Enfim, é possível afirmar que a violência em grau de sala de aula é velada
e supostamente pacífica a olhos adaptados àquela realidade, pois é camuflada e
aceita pelos alunos. Em contrapartida, a violência sofrida pelo professor também
é velada e supostamente pacífica, acreditando, ou se observa forçado a acreditar,
que os conteúdos existentes nos livros didáticos são corretos, pois as provas de
avaliação nacional são voltadas para os conteúdos tidos como essenciais e
produzidos pelas editoras, já que essas passaram e venceram o processo
licitatório. Ou seja, o livro impõe sua violência sobre o professor e este sobre os
alunos.
Apesar da falta qualitativa e quantitativa de conteúdo referentes às religiões
de matrizes africanas nos livros didáticos, a violência institucional federal e
institucional local, percebe-se que existem maneiras de dribla essa situação.

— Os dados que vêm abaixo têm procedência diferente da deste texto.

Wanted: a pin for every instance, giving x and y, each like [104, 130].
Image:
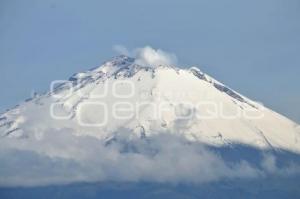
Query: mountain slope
[148, 100]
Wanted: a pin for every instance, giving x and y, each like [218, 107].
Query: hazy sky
[252, 46]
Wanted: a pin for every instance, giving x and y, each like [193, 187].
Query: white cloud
[148, 56]
[61, 157]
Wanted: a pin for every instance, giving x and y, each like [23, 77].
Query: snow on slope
[149, 100]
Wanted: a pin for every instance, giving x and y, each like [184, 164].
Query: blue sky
[252, 46]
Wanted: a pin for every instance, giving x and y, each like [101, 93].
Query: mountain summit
[123, 95]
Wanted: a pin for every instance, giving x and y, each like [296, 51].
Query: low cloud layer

Ao professor cabe buscar a mudança em utilizar de sua liberdade
profissional que lhe foi atribuída via diploma, tornando-o detentor de um capital
cultural e legitimador. Não há a necessidade de esperar os conteúdos de matrizes
46
africanas serem produzidos materialmente via livro didático. Tanto a escola
quanto o professor podem e devem reverter esse quadro levando conteúdos
externos aos livros didáticos aos alunos, sempre passando por uma metodologia
adaptada à cultura escolar, pois tais estudos geram desconforto aos ouvidos que
possuem distanciamento cultural em relação às religiões de matrizes africanas.

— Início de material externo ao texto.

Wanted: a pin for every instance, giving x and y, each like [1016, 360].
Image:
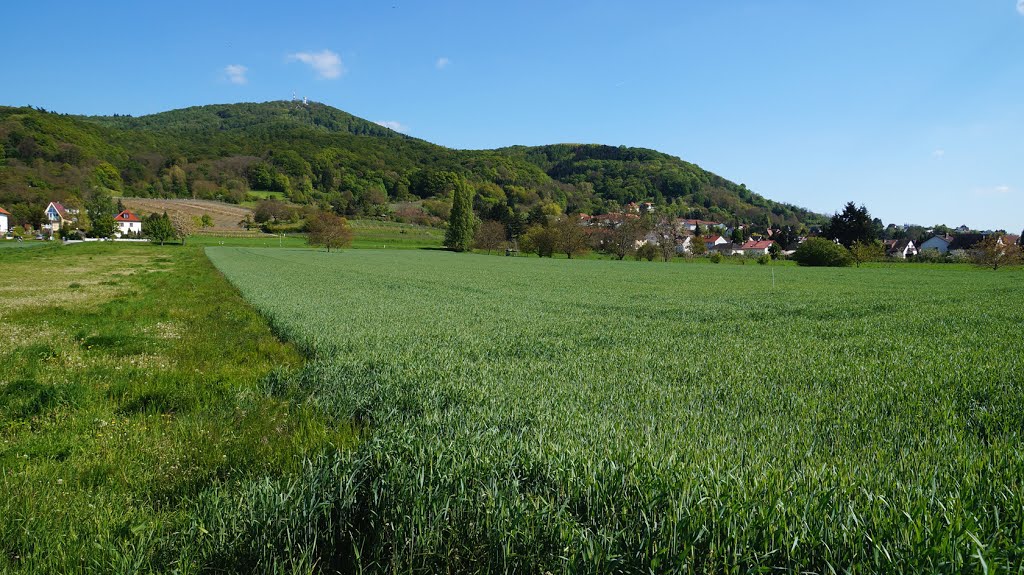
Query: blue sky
[913, 108]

Por fim, vale dizer que enquanto os detentores do capital cultural e
legitimador não perceberem a importância das religiões de matrizes africanas para
a formação e organização histórica da sociedade brasileira, os livros didáticos
serão falhos quanto a esse tema. A própria Lei 10.639/2003 deve sofrer uma
alteração, colocando as religiões de matrizes africanas como objeto de estudo
objetivo. A alteração desta Lei não impactará a Constituição Federal de 1988 em
seu formato laico, pois o princípio da isonomia não é apenas tratar todos de forma
igual, mas tratar os desiguais em suas desigualdades, elevando direitos desses
últimos acima dos demais para alcancem direitos iguais, revertendo todo o quadro
histórico de perdas, daí a aplicabilidade de políticas públicas para a área.